What does it mean that two separate phishing incidents occurred within five days?

Either the same attacker ran a coordinated campaign targeting multiple employees, or a second attacker independently targeted the organization before the first breach was contained and the vulnerability addressed. In either case, the proximity of the two incidents suggests the first did not trigger an immediate organization-wide security response that would have prevented the second.

 

Why did the notification take approximately three months after discovery?

Gastro Health's file review required identifying which specific patient records were present in the accessed employee accounts, confirming what data categories were involved, and verifying contact information for each affected individual. A 200-location organization with thousands of employee email accounts can accumulate years of patient correspondence, making the review timeline consistent with similar-scale healthcare email breaches documented in 2025 and 2026.

 

Why do gastroenterology practices hold particularly sensitive data?

Gastroenterology records document conditions including colorectal cancer, Crohn's disease, ulcerative colitis, and other chronic digestive disorders alongside detailed procedural notes, biopsy results, and medication histories. Combined with Social Security numbers and insurance identifiers, this data creates a complete profile for both medical identity fraud and targeted phishing against the affected individuals.

 

What should a healthcare organization do immediately after discovering a phishing-related account compromise?

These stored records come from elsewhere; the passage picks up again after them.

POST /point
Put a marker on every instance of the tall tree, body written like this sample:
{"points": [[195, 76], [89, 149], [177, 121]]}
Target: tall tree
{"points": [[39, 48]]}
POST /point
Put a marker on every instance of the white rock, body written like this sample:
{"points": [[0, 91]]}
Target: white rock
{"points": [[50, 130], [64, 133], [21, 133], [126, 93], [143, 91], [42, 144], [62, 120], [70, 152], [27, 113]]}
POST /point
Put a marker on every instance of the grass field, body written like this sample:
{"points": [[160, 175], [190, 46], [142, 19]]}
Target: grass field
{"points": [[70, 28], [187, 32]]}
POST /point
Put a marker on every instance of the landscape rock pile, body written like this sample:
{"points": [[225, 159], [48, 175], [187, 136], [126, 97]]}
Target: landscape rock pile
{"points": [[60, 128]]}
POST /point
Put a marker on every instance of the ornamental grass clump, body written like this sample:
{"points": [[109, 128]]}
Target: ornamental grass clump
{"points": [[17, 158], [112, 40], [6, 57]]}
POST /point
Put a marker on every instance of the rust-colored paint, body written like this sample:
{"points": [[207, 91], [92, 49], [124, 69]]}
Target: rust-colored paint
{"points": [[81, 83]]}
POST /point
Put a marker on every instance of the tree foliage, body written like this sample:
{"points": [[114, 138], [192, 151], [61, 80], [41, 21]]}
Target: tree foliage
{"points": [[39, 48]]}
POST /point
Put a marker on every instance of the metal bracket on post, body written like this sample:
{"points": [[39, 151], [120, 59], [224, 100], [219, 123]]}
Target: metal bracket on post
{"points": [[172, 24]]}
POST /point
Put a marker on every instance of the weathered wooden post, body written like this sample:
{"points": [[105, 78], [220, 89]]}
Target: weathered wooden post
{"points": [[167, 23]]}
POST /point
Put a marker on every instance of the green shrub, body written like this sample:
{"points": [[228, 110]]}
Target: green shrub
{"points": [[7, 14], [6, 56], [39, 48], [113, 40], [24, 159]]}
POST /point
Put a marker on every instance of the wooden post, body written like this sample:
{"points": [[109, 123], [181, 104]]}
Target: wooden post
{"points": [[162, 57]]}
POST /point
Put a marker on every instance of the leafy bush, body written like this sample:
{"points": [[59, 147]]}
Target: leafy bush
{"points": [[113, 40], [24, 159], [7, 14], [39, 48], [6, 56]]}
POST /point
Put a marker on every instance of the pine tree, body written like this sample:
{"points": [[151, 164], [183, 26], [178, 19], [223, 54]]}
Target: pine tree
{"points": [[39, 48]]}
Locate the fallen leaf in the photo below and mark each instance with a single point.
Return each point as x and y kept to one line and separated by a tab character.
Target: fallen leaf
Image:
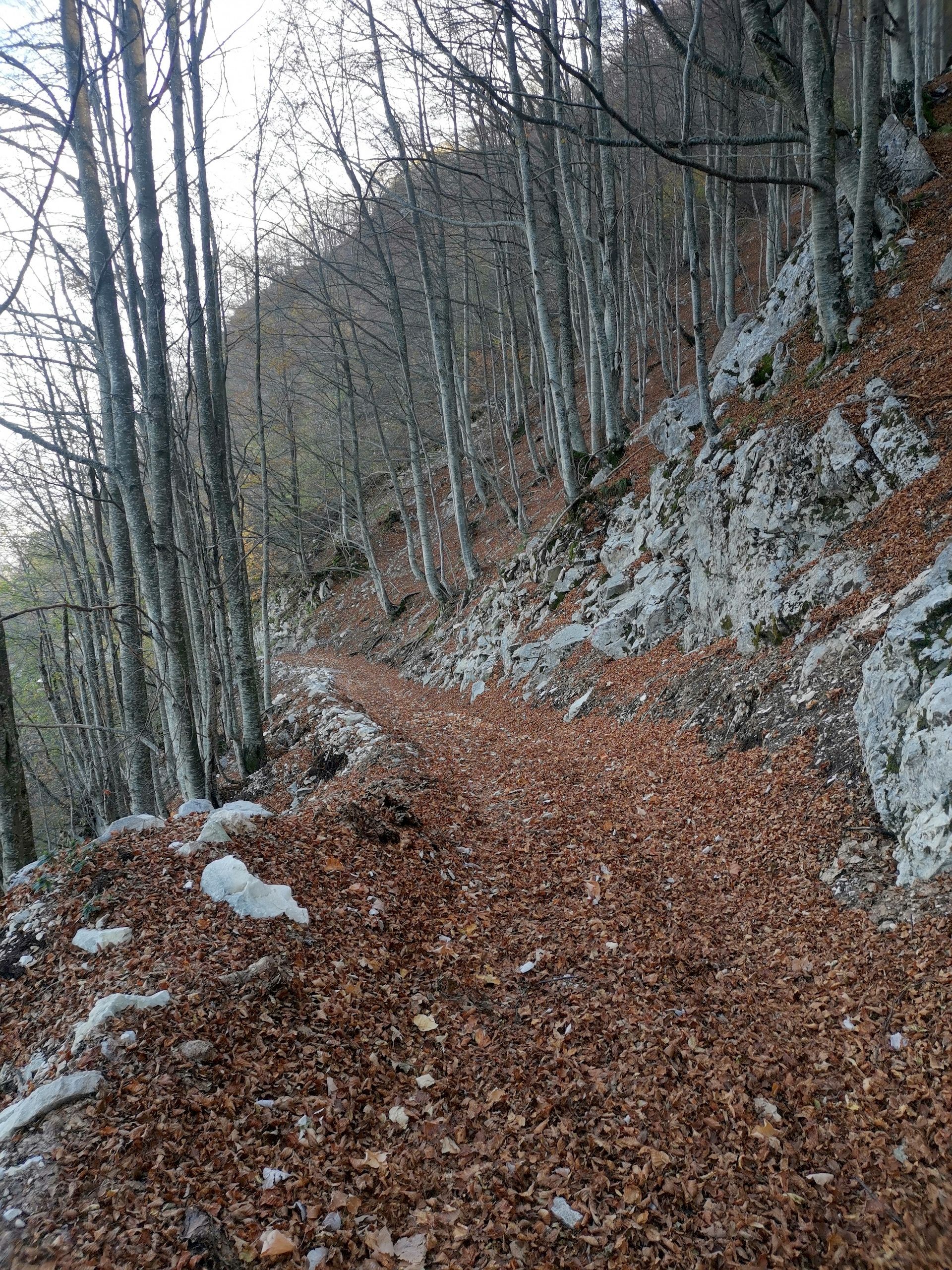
276	1244
412	1251
380	1241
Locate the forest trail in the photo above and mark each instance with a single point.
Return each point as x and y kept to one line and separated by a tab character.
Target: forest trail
593	969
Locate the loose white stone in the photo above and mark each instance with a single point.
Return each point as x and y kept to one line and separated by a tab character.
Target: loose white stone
272	1176
575	708
94	942
23	1167
48	1098
194	807
108	1008
567	1214
131	825
230	881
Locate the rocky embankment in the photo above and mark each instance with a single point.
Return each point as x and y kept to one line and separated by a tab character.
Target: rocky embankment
747	540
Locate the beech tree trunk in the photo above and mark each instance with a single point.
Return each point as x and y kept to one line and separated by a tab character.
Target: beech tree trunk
16	821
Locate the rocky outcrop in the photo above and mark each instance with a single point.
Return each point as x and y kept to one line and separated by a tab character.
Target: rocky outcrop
751	357
48	1098
905	160
739	541
229	879
904	715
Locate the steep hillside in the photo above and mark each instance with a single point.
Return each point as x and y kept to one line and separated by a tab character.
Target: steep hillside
601	919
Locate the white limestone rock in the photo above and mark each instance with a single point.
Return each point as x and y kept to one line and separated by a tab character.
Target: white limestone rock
108	1008
255	811
92	940
194	807
673	426
22	876
46	1099
944	275
229	879
904	158
756	360
899	444
904	715
225	826
567	1214
577	706
131	825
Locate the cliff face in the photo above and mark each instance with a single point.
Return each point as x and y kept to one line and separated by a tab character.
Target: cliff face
748	539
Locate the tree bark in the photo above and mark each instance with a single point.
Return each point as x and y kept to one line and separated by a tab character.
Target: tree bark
16	821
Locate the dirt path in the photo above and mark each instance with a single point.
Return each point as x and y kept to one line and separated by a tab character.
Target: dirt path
601	974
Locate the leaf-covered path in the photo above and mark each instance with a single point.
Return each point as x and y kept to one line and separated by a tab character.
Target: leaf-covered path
551	969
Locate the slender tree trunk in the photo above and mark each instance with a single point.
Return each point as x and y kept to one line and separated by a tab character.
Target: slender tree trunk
864	266
832	304
16	821
215	434
440	336
158	404
901	62
570	480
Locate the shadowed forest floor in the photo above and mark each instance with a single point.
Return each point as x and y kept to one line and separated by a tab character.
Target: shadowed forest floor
545	960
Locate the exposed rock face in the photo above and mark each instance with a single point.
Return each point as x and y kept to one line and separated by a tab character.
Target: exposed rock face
904	714
904	158
92	940
735	543
108	1008
46	1099
131	825
738	541
194	807
751	357
230	881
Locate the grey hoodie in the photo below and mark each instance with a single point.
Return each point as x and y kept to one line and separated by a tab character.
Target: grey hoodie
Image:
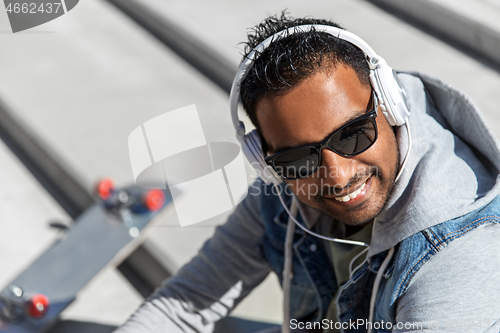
452	168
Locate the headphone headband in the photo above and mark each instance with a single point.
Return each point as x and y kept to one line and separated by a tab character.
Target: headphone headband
382	78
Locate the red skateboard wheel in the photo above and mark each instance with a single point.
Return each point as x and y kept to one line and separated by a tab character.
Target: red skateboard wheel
154	200
105	187
37	305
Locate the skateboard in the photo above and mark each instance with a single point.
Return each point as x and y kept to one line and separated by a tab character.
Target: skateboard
102	235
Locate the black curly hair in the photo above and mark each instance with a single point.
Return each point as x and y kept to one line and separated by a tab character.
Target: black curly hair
290	60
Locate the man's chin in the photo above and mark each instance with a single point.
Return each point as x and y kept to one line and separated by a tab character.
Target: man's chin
359	215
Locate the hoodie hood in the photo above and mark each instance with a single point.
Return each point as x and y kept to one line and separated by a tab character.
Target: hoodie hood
452	167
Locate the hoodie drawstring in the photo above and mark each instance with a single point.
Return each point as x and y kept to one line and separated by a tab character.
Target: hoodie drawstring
376	285
287	270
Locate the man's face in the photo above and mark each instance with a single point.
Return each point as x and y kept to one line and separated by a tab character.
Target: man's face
308	114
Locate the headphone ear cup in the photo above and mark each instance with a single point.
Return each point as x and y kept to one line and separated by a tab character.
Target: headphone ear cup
252	148
392	96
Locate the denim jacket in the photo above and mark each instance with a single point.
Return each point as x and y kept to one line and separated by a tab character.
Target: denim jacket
313	284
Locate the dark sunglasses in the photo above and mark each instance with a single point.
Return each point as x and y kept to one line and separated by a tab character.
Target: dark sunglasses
351	139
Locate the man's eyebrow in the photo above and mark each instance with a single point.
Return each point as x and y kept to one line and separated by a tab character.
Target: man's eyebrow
285	147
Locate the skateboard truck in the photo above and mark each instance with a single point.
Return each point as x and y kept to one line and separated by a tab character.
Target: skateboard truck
15	305
137	200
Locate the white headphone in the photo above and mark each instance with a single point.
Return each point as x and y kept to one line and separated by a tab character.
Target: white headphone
383	79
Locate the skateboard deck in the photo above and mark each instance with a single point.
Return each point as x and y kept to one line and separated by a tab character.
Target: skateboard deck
106	232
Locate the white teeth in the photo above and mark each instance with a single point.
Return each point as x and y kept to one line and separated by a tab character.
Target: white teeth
351	195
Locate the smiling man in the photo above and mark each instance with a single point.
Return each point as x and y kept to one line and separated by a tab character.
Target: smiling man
422	191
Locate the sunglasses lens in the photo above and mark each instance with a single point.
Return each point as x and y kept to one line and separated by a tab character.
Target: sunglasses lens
297	163
355	138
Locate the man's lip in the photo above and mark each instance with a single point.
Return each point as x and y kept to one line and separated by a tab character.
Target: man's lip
348	192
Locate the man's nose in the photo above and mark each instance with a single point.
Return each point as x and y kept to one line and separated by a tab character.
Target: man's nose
336	170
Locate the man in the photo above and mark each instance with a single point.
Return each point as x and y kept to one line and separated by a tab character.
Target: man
423	195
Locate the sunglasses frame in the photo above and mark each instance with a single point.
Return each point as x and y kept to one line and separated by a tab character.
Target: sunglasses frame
370	115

Issue an organization-wide security alert, require password resets on all email accounts as a precaution, enable enhanced monitoring for unusual login activity across the entire domain, and begin a parallel HIPAA breach assessment to determine notification obligations, all before the forensic review of the compromised account is complete. Waiting for the investigation to conclude before taking organization-wide protective action leaves the rest of the environment exposed during the investigation window.